従者に案内された部屋は以前使っていた地下室ではなく客間だった。こんな部屋が皇宮内にあった事を私は初めて知った。部屋には私の荷物が運び込まれていて、昔の私からすると待遇が良すぎるが、理由を知ってしまった以上嬉しくはない。しかし殿下はどこにいるのだろう? いくらレヴィ王宮より狭いとはいえ闇雲に探しに行ってすれ違っても困る。私は大人しくソファーに身体を預けた。暫くしてノックする音が響いた。
「ナタリー、大丈夫?」
部屋に入って来たのは心配そうな顔をした母だった。母も相変わらず細いけれど元気そうで安心した。
「私は大丈夫です。母上こそ大丈夫ですか?」
「えぇ。陛下がナタリーの様子を見に行くようにと仰ってくれたの。悪阻がひどいのでしょう?」
「馬車移動が辛かっただけで今は大丈夫です。そうだ、母上にお土産があるのです。受け取って下さい」
私はソファーからから立ち上がると、運ばれていた荷物の中から袋を手に取って瓶を一つ取り出し、振り返って母に差し出した。
「このひざ掛けはレヴィの毛織物でとても暖かいので使って下さい。それと殿下の妹君がお勧めの金平糖というお菓子です」
「ありがとう。気を遣わなくてよかったのに」
「私はレヴィで幸せに暮らしています。私の事は心配しないで下さい」
私は微笑んだ。

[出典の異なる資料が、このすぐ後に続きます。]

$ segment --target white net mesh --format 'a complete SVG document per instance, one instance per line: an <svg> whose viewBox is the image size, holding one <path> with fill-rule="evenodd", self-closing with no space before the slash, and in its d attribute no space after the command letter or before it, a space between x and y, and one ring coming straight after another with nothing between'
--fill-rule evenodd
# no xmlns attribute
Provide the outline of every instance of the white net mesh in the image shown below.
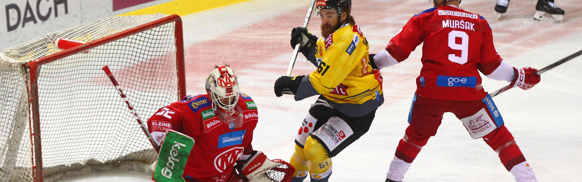
<svg viewBox="0 0 582 182"><path fill-rule="evenodd" d="M0 181L33 180L32 113L23 64L61 51L52 43L57 38L89 42L165 16L95 20L0 52L0 107L4 108ZM45 181L78 172L107 170L122 162L132 164L121 170L144 171L147 167L139 163L153 162L157 153L101 68L109 65L145 122L157 109L179 100L174 25L163 24L40 66L38 98L32 99L39 104Z"/></svg>

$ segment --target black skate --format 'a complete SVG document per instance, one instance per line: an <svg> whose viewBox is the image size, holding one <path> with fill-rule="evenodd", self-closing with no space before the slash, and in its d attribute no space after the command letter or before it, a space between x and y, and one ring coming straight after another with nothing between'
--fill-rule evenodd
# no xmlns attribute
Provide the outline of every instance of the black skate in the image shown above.
<svg viewBox="0 0 582 182"><path fill-rule="evenodd" d="M553 2L547 0L538 1L538 4L535 5L535 10L537 12L535 15L534 15L534 19L538 21L562 22L562 16L565 13L563 10L556 7ZM546 13L552 16L544 16Z"/></svg>
<svg viewBox="0 0 582 182"><path fill-rule="evenodd" d="M495 11L498 13L498 17L501 18L501 14L508 11L508 6L509 6L510 0L497 0L497 4L495 5Z"/></svg>

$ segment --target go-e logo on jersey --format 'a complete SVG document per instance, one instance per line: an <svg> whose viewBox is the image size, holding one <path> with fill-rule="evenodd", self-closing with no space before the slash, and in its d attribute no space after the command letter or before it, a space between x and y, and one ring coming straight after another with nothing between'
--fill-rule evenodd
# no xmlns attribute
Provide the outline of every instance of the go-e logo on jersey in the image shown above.
<svg viewBox="0 0 582 182"><path fill-rule="evenodd" d="M242 147L237 146L219 154L214 158L214 167L221 173L226 170L235 162L240 160L243 157L243 149Z"/></svg>
<svg viewBox="0 0 582 182"><path fill-rule="evenodd" d="M218 148L243 144L246 130L228 132L218 136Z"/></svg>
<svg viewBox="0 0 582 182"><path fill-rule="evenodd" d="M216 115L214 114L214 109L213 108L205 110L204 111L202 111L202 113L200 113L200 115L202 115L203 120L206 120L216 116Z"/></svg>
<svg viewBox="0 0 582 182"><path fill-rule="evenodd" d="M257 108L257 104L254 103L254 102L247 102L246 103L247 104L247 109Z"/></svg>
<svg viewBox="0 0 582 182"><path fill-rule="evenodd" d="M456 77L439 75L436 77L436 86L445 87L468 87L474 88L477 77Z"/></svg>
<svg viewBox="0 0 582 182"><path fill-rule="evenodd" d="M168 130L172 129L172 123L159 120L154 120L151 121L151 131L166 132Z"/></svg>

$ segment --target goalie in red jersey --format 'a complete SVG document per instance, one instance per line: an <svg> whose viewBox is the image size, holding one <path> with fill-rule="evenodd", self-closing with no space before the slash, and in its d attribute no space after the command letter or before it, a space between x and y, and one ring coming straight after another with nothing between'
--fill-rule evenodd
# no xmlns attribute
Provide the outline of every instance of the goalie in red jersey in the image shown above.
<svg viewBox="0 0 582 182"><path fill-rule="evenodd" d="M535 69L512 67L496 53L491 29L479 15L459 8L460 0L434 0L434 8L415 15L388 43L370 55L382 68L408 58L424 43L423 68L404 138L390 164L386 181L400 181L428 139L436 134L444 113L455 114L473 139L481 138L499 154L517 181L537 181L498 108L481 86L489 78L528 89L540 82ZM372 60L371 59L371 60Z"/></svg>
<svg viewBox="0 0 582 182"><path fill-rule="evenodd" d="M206 94L186 96L148 120L158 144L168 130L196 141L184 169L186 181L288 181L294 173L287 162L269 160L253 149L257 105L239 89L238 77L229 66L216 66L206 79Z"/></svg>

母には心配をかけたくない。母はきっと辛い生活のままだ。本当は連れ出したいけれど、それが叶わない事はわかっている。
「それと素敵なウェディングドレスをありがとうございました」
「あれは私のドレスをナタリー用に調整したものなの。気に入ってくれたなら嬉しいわ」
あのドレスは母が着た物だったのか。今も衣裳部屋に置いてある。色々と殿下に揃えて貰ったけれど、あのドレスは特別だ。あのドレスを見ると落ち込んだ気持ちが少しましになる。殿下に抱かれた次の日もあのドレスを見て、今まで通り振る舞おうと決心出来た。
「ナタリーには本当に申し訳ない事をしたわ。私に力がないばかりに、貴女に苦労させてしまって本当にごめんなさい」
「母上、謝らないで下さい。私は本当に幸せなのですから」
母が悪くない事はわかっている。皇帝陛下に意見出来る人などこの国にはいない。祖父が私を地下室に閉じ込めた以上、誰も逆らえなかった。父はそれがなくとも私の事など興味がなかったけれど、それ故に母になす術はなかったのだ。むしろ幽閉されたのは私の事を父に訴えたからだ。父もまた自分に意見する者を避ける。

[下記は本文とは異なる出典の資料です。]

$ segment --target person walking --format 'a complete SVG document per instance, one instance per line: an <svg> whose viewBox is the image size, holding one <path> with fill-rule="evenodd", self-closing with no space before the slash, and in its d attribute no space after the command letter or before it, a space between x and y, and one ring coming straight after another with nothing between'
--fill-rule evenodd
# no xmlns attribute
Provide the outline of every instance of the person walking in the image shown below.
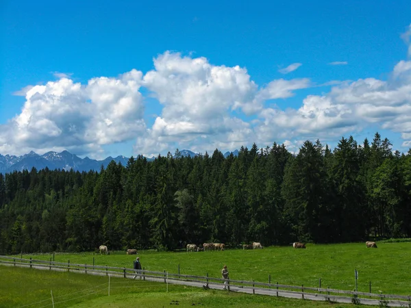
<svg viewBox="0 0 411 308"><path fill-rule="evenodd" d="M137 277L137 273L139 272L139 270L141 270L141 264L140 263L140 258L138 257L134 261L133 268L136 270L136 274L133 277L133 279L135 279ZM140 274L140 279L141 279L141 274Z"/></svg>
<svg viewBox="0 0 411 308"><path fill-rule="evenodd" d="M227 290L227 286L228 285L228 270L227 269L227 266L224 266L221 270L221 275L223 276L223 278L225 279L224 281L224 287L223 287L223 290Z"/></svg>

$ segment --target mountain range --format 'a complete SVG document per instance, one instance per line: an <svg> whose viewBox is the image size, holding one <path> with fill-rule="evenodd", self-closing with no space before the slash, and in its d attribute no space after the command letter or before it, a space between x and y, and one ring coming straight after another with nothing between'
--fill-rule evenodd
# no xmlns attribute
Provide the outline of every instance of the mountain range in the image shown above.
<svg viewBox="0 0 411 308"><path fill-rule="evenodd" d="M189 150L182 150L180 155L184 157L197 156L195 153ZM227 157L232 152L226 152L224 157ZM232 152L235 156L238 155L237 150ZM153 160L155 157L147 158L149 160ZM109 156L103 160L92 159L89 157L80 158L75 154L71 154L67 151L63 151L61 153L47 152L42 155L40 155L33 151L28 154L21 156L15 155L2 155L0 154L0 173L10 173L13 171L23 171L25 169L32 170L33 167L37 170L44 169L47 167L49 169L66 170L73 169L75 171L99 171L101 166L106 168L112 160L117 164L121 163L123 166L126 166L129 160L128 157L123 155L112 157Z"/></svg>

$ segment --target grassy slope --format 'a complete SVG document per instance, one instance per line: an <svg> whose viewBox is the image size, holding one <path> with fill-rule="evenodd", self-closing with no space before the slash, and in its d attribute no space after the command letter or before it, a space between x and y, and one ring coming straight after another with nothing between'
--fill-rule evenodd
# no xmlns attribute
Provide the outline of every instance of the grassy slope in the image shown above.
<svg viewBox="0 0 411 308"><path fill-rule="evenodd" d="M182 307L192 307L192 303L213 307L351 306L223 291L203 291L172 285L169 286L166 293L163 283L120 278L111 279L109 297L107 283L106 277L0 266L0 307L18 307L33 303L28 307L51 307L51 290L55 306L59 307L170 307L170 304L176 300ZM90 294L92 291L90 289L97 286L100 287L94 290L98 292Z"/></svg>
<svg viewBox="0 0 411 308"><path fill-rule="evenodd" d="M411 243L379 244L377 249L366 248L362 243L308 245L307 249L292 247L269 247L258 251L227 250L218 252L157 253L142 251L142 266L149 270L167 270L187 274L220 277L227 264L230 278L266 282L269 274L273 283L332 288L354 289L354 269L359 272L358 290L408 295L411 289ZM26 255L26 257L27 257ZM49 259L50 255L32 255ZM110 255L94 253L56 254L55 261L88 264L95 258L96 265L132 267L135 256L124 252ZM23 255L24 257L24 255Z"/></svg>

「えぇ。ナタリーは綺麗になったわね。貴女の顔が見られて安心出来たわ。悪阻で辛いでしょうに来てくれてありがとう」
泣きそうになって私は母に抱きついた。母も優しく抱きしめ返してくれた。この皇宮で唯一私を愛してくれた人。祖父と父と兄のせいであまり会えなかったけれど、私にとってかけがえのない大切な母のぬくもりはいつも安心出来る。
「ナタリー、私の事は考えなくていいわ。貴女の信じる道を生きなさい。たとえそれがシェッドの為にならなくても、私はナタリーを応援しているわ」
母は帝国語から母の母国語に変えてそう言った。私は驚いて母を抱きしめる力を緩める。まさか母は父の計画を知っているのだろうか? 私は不安な表情のまま母の顔を覗き込んだ。母は微笑むと私のお腹に手を当てる。
「ナタリー。賢く生きなさい。この子は貴女の子でありレヴィの子。ナタリーはレヴィ王太子妃として振る舞えばいいのよ」
「母上……」
私は涙を堪えきれなかった。それを母が優しく袖で拭ってくれる。
「大丈夫。私もマリー様もいつでもナタリーの味方よ」
私は母の言葉が嬉しくて頷くのが精一杯だった。